Once seen as far north as Minnesota, the southeastern United States is as far north as these birds travel now. But if our sightings of swallowtails this year are an indication of the bird's population growth, we have good news to report. We've seen them almost daily over our house and at Victoria Hills Golf Club in Deland, RedTail Golf Club in Sorrento, Riviera Country Club in Ormond Beach and Glen Abbey Golf Course in Debary. It's hard to capture them on film - as soon as we hear them we see them and then they are gone, cutting and banking through treetops.

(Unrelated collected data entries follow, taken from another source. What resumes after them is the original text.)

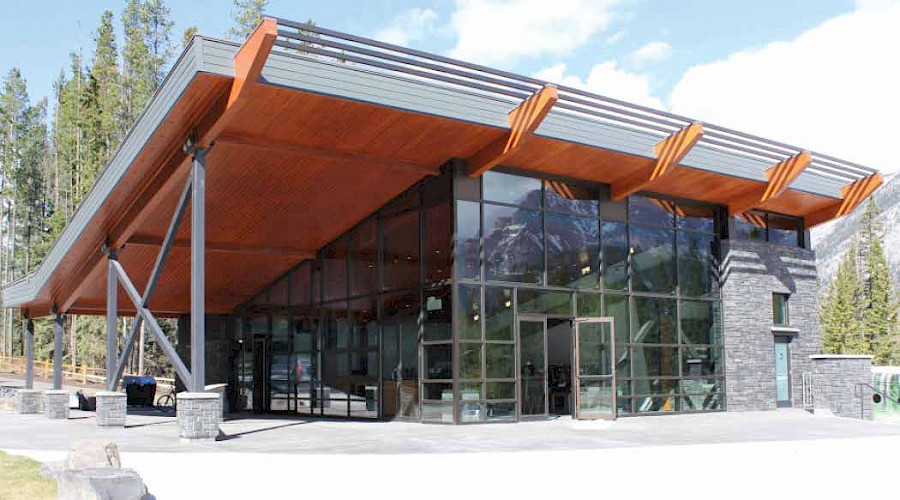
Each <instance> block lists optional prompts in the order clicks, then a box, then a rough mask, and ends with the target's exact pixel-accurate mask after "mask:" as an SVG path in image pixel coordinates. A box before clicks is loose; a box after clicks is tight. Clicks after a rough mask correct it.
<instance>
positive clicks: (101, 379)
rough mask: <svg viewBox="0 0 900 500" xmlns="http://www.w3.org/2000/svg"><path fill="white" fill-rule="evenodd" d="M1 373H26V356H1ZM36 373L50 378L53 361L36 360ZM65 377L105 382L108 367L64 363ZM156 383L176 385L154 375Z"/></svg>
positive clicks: (0, 367) (52, 366)
mask: <svg viewBox="0 0 900 500" xmlns="http://www.w3.org/2000/svg"><path fill="white" fill-rule="evenodd" d="M0 373H19V374H21V373H25V357H23V356H0ZM34 373H35V374H41V377H42V378H45V379H49V378H50V377H51V376H52V375H53V362H52V361H43V360H38V359H36V360H34ZM62 375H63V378H64V379H69V380H73V381H76V382H81V383H82V384H87V383H92V384H94V383H96V384H103V383H104V382H105V381H106V369H105V368H95V367H92V366H87V365H72V364H71V363H69V364H63V372H62ZM124 376H126V377H130V376H137V375H136V374H133V373H125V374H124ZM154 378H155V379H156V385H157V386H161V387H166V388H171V387H174V386H175V379H174V378H167V377H154Z"/></svg>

One day we counted 15 in the air together, testing thermal lift it seems. We believe by now, early July, the babies have fledged and what we are seeing are squadrons in training. In another month they'll be gathering along Florida's rivers and swamps, getting in one last big buffet of lizards and frogs before taking flight in their own Florida snowbird migration, heading south for the winter - South America!
Swallow-tailed Squadron
The above video is of swallow-tailed kites in flight training over Central Florida before taking wing to their winter home in Brazil! Our area golf courses offer great birding opportunities year-round, including kite sightings from March to September.